This week brings us the release of five monthly and quarterly economic reports for the markets to digest, two of which are considered to be highly important. There are also two potentially relevant Treasury auctions and a regularly scheduled FOMC meeting to deal with. Also worth mentioning is the fact that earnings season is in full swing, where publicly-traded companies announce their quarterly and annual earnings. Earnings generally affect stocks much more than bonds, but what is bad news for stocks is usually considered to be good news for bonds and mortgage rates.
The week’s activities start tomorrow afternoon with the first of two relatively important Treasury auctions that may influence bond trading enough to affect mortgage rates. There will be an auction of 5-year Treasury Notes tomorrow and 7-year Notes on Tuesday. Neither of these sales will directly impact mortgage pricing, but they can influence general bond market sentiment. If the sales go poorly, we may see broader selling in the bond market that leads to upward revisions in mortgage rates. On the other hand, strong sales usually make government securities more attractive to investors and bring more funds into bonds. Results of the sales will be posted at 1:00 PM ET each auction day, so look for any reaction to come during early afternoon hours.
April's Consumer Confidence Index (CCI) will be posted at 10:00 AM ET Tuesday.

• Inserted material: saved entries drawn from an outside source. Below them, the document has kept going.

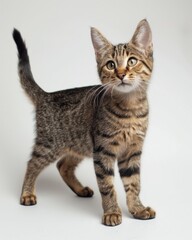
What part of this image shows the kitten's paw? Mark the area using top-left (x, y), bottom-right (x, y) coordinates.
top-left (132, 207), bottom-right (156, 220)
top-left (77, 187), bottom-right (94, 198)
top-left (20, 194), bottom-right (37, 206)
top-left (102, 213), bottom-right (122, 226)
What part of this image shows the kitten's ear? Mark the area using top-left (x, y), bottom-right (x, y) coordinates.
top-left (130, 19), bottom-right (152, 54)
top-left (91, 27), bottom-right (112, 59)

This index is considered to be an indicator of future spending by consumers. The Conference Board surveys 5,000 consumers from across the country about their personal financial situations. If sentiment is strong or rising, it is believed that consumers are more apt to make large purchases in the near future. However, if they are concerned about issues such as job security, savings or a pandemic, they will probably delay making large purchases. The latter is better for the bond market and mortgage rates because the expected slowdown in spending would keep inflation and economic growth to a minimum. It is expected to show a large decline from March’s 120.0 reading, reflective of the concern consumers have during the coronavirus shutdown.
The big economic news of the week will come at 8:30 AM ET Wednesday when the preliminary version of the 1st Quarter Gross Domestic Product (GDP) will be released. There is a strong argument to be made that this is the single most important report that we see on a regular basis. The GDP is the sum of all products and services produced in the U.S. and is considered to be the best measure of economic growth or contraction. Market participants are expecting it to show that the economy contracted at an annual rate of 4.0% during the first three months of this year because of the pandemic. A larger decline in activity would be considered good news for mortgage rates.
This week's FOMC meeting will begin Tuesday and adjourn Wednesday afternoon. There isn’t much the Fed can do with key short-term interest rates as they are practically at 0% now. What the markets will be looking for in the post-meeting statement and press conference with Chairman Powell is any indication of what they are planning to do to support the coronavirus-stricken economy if it doesn’t rebound enough with the current stimulus program. The meeting will adjourn at 2:00 PM ET while the press conference will begin at 2:30 PM.
Personal Income and Outlays data for March will be posted at 8:30 AM ET Thursday. It helps us measure consumer ability to spend and current spending habits. This information is important to the mortgage market due to the influence that consumer spending-related data has on the financial markets. If a consumer's income is rising, they have the ability to make additional purchases in the near future, fueling economic growth. This raises inflation concerns and has a negative impact on the bond market and mortgage rates. However, this month’s release is expected to show declines in both income and spending due to the massive layoffs and quarantine. This report also gives us the Fed’s preferred inflation reading (PCE index), although, the markets aren’t concerned about inflation currently.
Also early Thursday morning will be the release of the 1st Quarter Employment Cost Index (ECI). This index tracks employer costs for wages and benefits, giving us a measurement of wage-inflation. A large increase in costs means employers will need to pass those increases into the pricing of their products and services. That would be bad news for bonds and mortgage rates. A smaller increase than the 0.6% rise that forecasts are calling for would be good news.
The final economic release of the week will be the Institute for Supply Management's (ISM) manufacturing index for April Friday morning at 10:00 AM ET. This is usually the first important economic report released each month and gives us an indication of manufacturer sentiment. A reading below 50 means that more surveyed trade executives felt business worsened during the month than those who felt it had improved. Analysts are expecting to see a reading of 39.0 down from March's 49.1. Bond traders would prefer to see a larger decline from March's level, which would signal the manufacturing sector was hit harder from the pandemic than many had thought. The weaker the reading, the better the news it is for mortgage rates.
Overall, Wednesday is the key day of the week due to the GDP release and FOMC meeting. We also may see Friday be an active day for the markets with the ISM index set for release. No day stands out as a good candidate for calmest day, but tomorrow does not have much scheduled that we need to be concerned with. Look for plenty of movement in the financial markets and possibly mortgage rates over the next five days. Therefore, please proceed cautiously if still floating an interest rate and closing in the near future.